Opinion: Burden of proof grows heavier based on defendant's skin color

·3 min read
Does the defendant's skin color have impact the burden of proof in a criminal trial?
Does the defendant's skin color have impact the burden of proof in a criminal trial?

The primary assumption that undergirds the Kyle Rittenhouse verdict is a nasty and pervasive one that has existed from the very birth of our nation and that is white privilege.

In this particular case, like in so many other legal cases throughout our country’s history, the implicit, and often unrecognized, presumption of many people is that a white or lighter-skinned individual who relies on a defense of protecting themselves and their neighborhood will more often than not receive a more sympathetic ear from the jury and/or judge, seemingly no matter their races, than a darker-skinned individual.

To illustrate let’s propose a counterfactual hypothetical of shorts.
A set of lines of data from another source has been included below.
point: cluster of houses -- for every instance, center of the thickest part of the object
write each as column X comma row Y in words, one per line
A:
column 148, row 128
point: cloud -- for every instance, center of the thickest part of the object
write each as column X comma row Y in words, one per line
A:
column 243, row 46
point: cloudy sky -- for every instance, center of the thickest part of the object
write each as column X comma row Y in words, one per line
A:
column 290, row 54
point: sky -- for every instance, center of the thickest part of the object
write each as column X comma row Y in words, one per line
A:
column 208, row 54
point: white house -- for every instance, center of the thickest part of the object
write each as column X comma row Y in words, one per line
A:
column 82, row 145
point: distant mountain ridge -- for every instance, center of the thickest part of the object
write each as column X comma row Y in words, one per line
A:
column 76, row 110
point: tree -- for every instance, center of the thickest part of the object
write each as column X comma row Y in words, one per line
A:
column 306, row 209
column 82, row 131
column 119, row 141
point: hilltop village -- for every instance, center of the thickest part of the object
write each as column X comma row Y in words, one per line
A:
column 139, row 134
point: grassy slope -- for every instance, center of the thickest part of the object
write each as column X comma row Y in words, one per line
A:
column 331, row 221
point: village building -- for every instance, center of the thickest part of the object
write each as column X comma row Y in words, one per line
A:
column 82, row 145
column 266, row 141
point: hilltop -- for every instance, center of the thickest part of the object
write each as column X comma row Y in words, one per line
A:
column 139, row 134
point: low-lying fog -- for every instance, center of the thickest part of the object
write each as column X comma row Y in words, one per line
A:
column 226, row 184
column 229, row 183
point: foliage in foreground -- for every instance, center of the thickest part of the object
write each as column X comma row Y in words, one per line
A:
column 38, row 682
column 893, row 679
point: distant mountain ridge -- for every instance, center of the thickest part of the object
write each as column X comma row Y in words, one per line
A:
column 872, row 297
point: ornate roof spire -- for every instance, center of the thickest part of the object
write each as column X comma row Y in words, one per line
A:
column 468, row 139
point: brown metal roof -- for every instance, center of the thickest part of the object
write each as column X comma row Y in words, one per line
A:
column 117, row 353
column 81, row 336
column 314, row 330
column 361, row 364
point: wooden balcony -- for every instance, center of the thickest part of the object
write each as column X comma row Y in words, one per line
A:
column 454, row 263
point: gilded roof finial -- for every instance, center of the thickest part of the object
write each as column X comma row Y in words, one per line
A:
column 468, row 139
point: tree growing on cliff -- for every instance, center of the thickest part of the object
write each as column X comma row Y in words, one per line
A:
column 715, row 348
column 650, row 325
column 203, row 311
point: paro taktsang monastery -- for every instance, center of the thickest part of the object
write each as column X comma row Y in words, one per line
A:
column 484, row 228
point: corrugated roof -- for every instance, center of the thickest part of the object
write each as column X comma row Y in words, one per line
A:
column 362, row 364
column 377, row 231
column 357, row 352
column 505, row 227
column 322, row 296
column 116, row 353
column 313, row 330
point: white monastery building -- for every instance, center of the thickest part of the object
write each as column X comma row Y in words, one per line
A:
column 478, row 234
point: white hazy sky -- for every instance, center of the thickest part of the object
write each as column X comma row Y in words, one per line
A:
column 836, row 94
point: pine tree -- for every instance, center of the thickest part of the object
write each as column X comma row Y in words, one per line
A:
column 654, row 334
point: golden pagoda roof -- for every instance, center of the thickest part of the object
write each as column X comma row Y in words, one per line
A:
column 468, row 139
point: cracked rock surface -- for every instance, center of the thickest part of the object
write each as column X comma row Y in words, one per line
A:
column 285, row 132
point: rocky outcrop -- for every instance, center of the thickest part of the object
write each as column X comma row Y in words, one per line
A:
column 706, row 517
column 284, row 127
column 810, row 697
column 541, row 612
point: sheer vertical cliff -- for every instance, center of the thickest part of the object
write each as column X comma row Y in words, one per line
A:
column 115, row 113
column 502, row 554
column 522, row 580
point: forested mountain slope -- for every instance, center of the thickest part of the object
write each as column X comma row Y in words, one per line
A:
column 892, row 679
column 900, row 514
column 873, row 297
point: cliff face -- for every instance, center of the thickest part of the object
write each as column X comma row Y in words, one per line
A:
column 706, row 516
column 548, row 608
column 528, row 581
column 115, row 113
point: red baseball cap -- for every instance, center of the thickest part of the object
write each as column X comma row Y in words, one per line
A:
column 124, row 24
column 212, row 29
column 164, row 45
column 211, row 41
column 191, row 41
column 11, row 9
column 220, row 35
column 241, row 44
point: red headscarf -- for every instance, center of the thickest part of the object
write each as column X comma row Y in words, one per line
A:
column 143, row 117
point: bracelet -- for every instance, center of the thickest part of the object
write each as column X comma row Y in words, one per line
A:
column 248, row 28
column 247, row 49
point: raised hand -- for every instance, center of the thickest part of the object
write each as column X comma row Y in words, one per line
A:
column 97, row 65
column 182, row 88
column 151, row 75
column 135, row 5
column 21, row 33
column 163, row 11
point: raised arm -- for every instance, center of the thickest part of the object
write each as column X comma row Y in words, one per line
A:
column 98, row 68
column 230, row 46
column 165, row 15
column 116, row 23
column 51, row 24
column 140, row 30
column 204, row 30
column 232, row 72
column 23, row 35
Let’s say that Kyle Rittenhouse was a black person and he went to defend his neighbor’s property in the midst of a white supremacist rally while every single other factor in this case stayed the same.

Would any jury or judge knowingly, or unknowingly, hold a more sympathetic view towards Rittenhouse no matter what the verdict came out to be? I contend they would not, which would greatly diminish the chance of an acquittal on any charge let alone all of them.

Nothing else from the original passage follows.